The code below calculates the average number of comments per Show HN post for each hour of the day.

In [9]:
show_avgs_by_hour = []
for hour in show_comments_by_hour:
    show_avgs_by_hour.append([hour, show_comments_by_hour[hour] / show_counts_by_hour[hour]])
    
print(show_avgs_by_hour)

[['14', 13.44186046511628], ['22', 12.391304347826088], ['18', 15.770491803278688], ['07', 11.5], ['20', 10.2], ['05', 3.0526315789473686], ['16', 11.655913978494624], ['19', 9.8], ['15', 8.102564102564102], ['03', 10.62962962962963], ['17', 9.795698924731182], ['06', 8.875], ['02', 4.233333333333333], ['13', 9.555555555555555], ['08', 4.852941176470588], ['21', 5.787234042553192], ['04', 9.5], ['11', 11.159090909090908], ['12', 11.80327868852459], ['23', 12.416666666666666], ['09', 9.7], ['01', 8.785714285714286], ['10', 8.25], ['00', 15.709677419354838]]

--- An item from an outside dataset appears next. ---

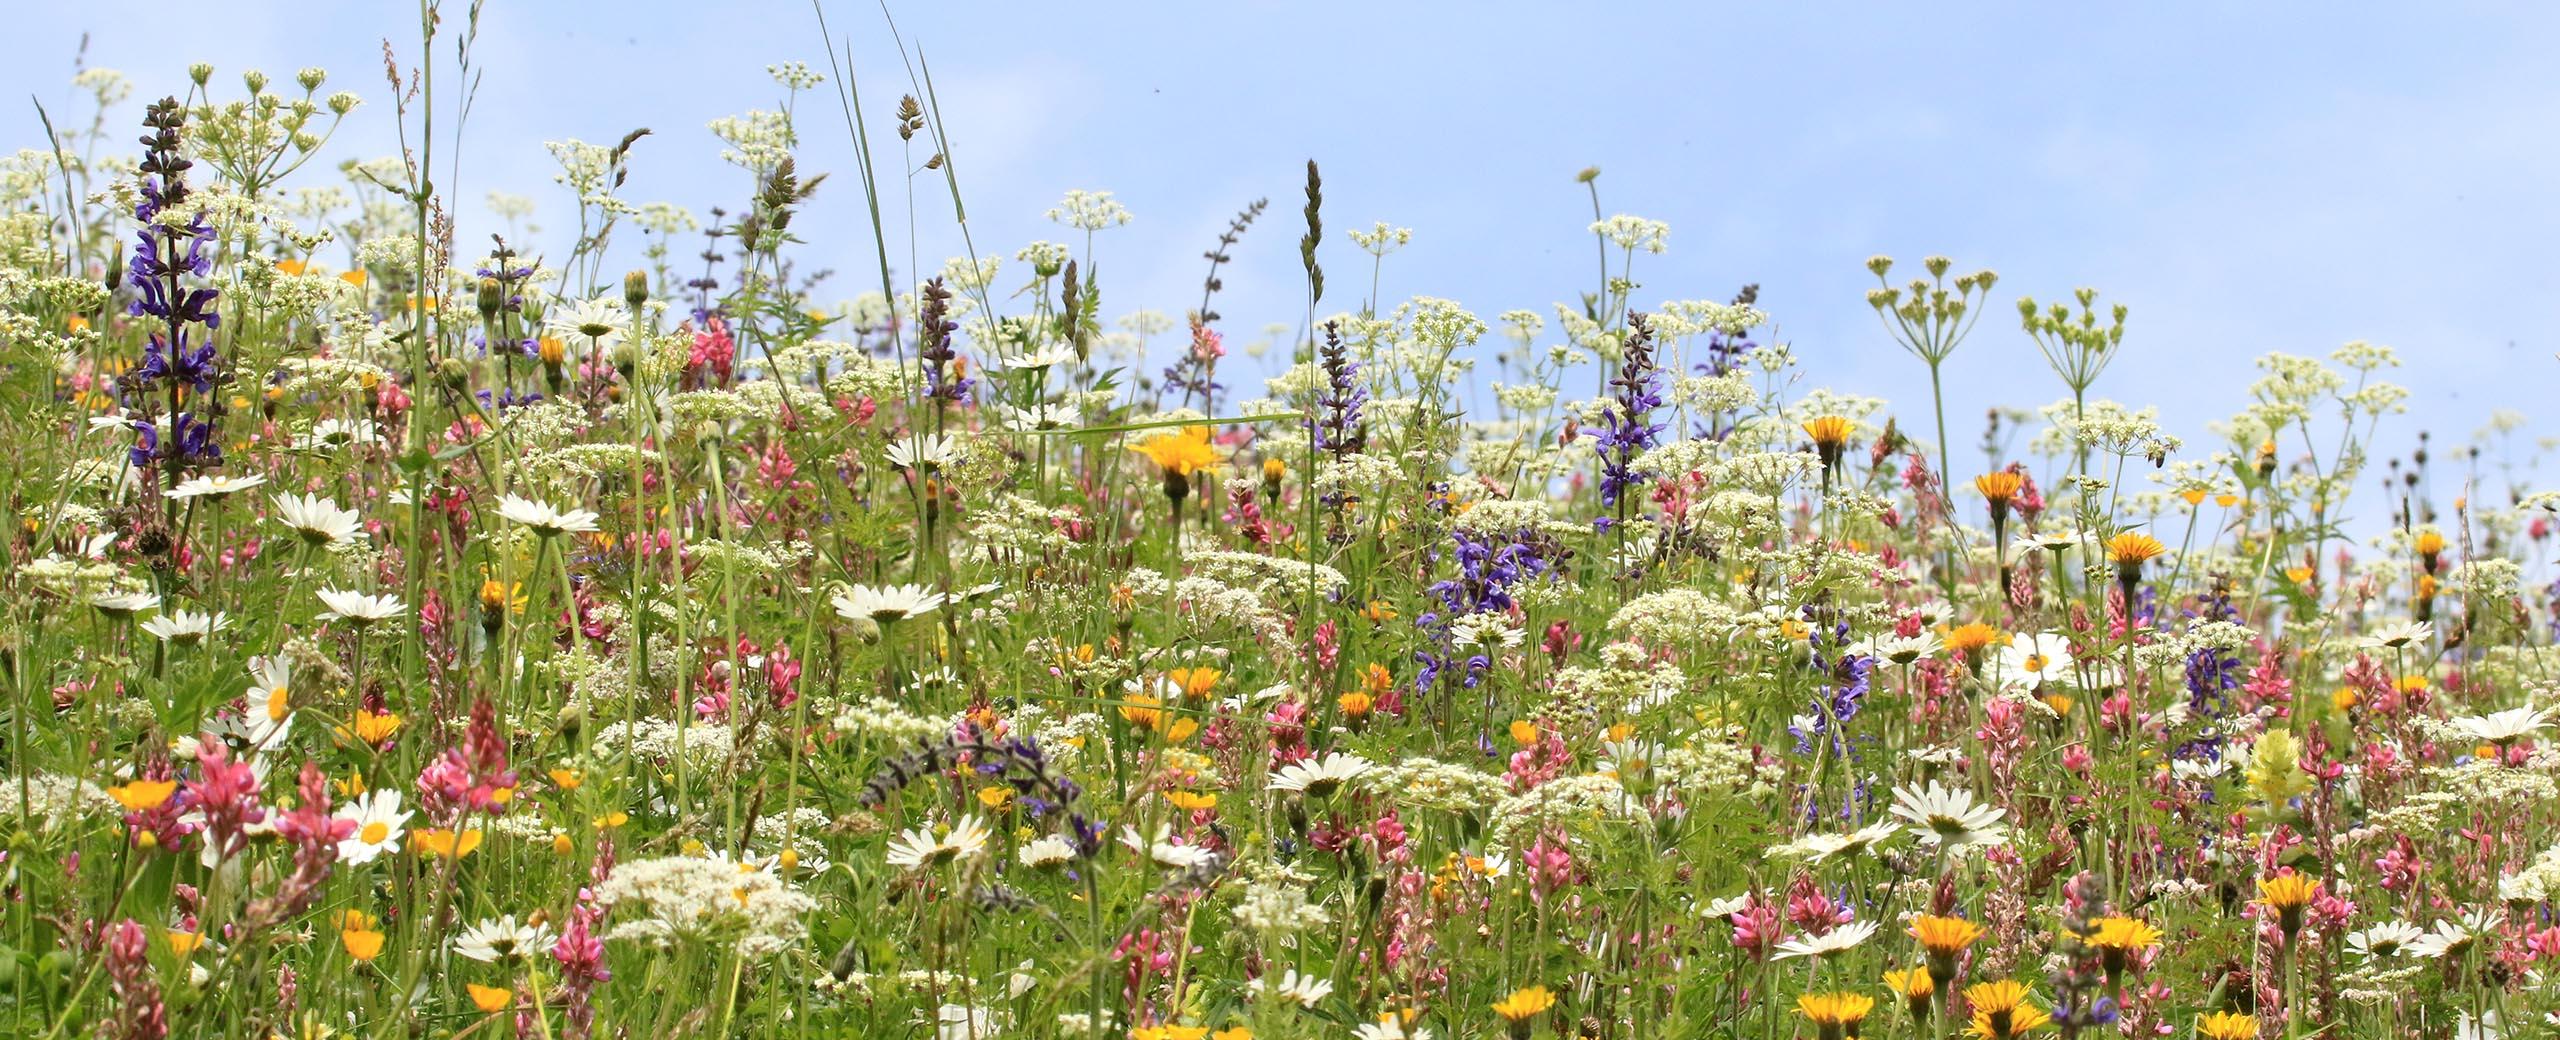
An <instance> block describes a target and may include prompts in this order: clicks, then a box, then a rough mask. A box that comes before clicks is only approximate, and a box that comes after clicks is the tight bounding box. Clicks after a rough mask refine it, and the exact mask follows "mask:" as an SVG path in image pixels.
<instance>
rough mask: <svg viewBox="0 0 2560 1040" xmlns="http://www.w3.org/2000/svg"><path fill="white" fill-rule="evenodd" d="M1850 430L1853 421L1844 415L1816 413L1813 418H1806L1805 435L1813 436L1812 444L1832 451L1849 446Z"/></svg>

In the code below, we determine the 5 hours with the highest average number of comments per Show HN posts. 

In [12]:
show_swap_avg_by_hour = []
for row in show_avgs_by_hour:
    show_swap_avg_by_hour.append((row[1], row[0]))
    
print(show_swap_avg_by_hour)

show_sorted_swap = sorted(show_swap_avg_by_hour, reverse = True)

print("\n")
print("Top 5 Hours with the most Show HN Post Comments:")
for row in show_sorted_swap[:4]:
    hour = datetime.strptime(row[1], '%H')
    hour_object = hour.strftime('%H:%M')
    string = "{time}: {comments:.2f} average comments per post".format(time=hour_object, comments=row[0])
    print(string)

[(13.44186046511628, '14'), (12.391304347826088, '22'), (15.770491803278688, '18'), (11.5, '07'), (10.2, '20'), (3.0526315789473686, '05'), (11.655913978494624, '16'), (9.8, '19'), (8.102564102564102, '15'), (10.62962962962963, '03'), (9.795698924731182, '17'), (8.875, '06'), (4.233333333333333, '02'), (9.555555555555555, '13'), (4.852941176470588, '08'), (5.787234042553192, '21'), (9.5, '04'), (11.159090909090908, '11'), (11.80327868852459, '12'), (12.416666666666666, '23'), (9.7, '09'), (8.785714285714286, '01'), (8.25, '10'), (15.709677419354838, '00')]


Top 5 Hours with the most Show HN Post Comments:
18:00: 15.77 average comments per post
00:00: 15.71 average comments per post
14:00: 13.44 average comments per post
23:00: 12.42 average comments per post


Findings: Based on the data above, the hour in which a Show HN post is most likely to receive comments is 18:00/6:00pm.

## Analysis: Ask HN vs. Show HN posts

- Although the times of day in which posts have the highest average number of comments is similar, Show HN posts are more commonly posted later in the day compared to Ask HN posts.
- Ask HN posts receive more comments per post on average.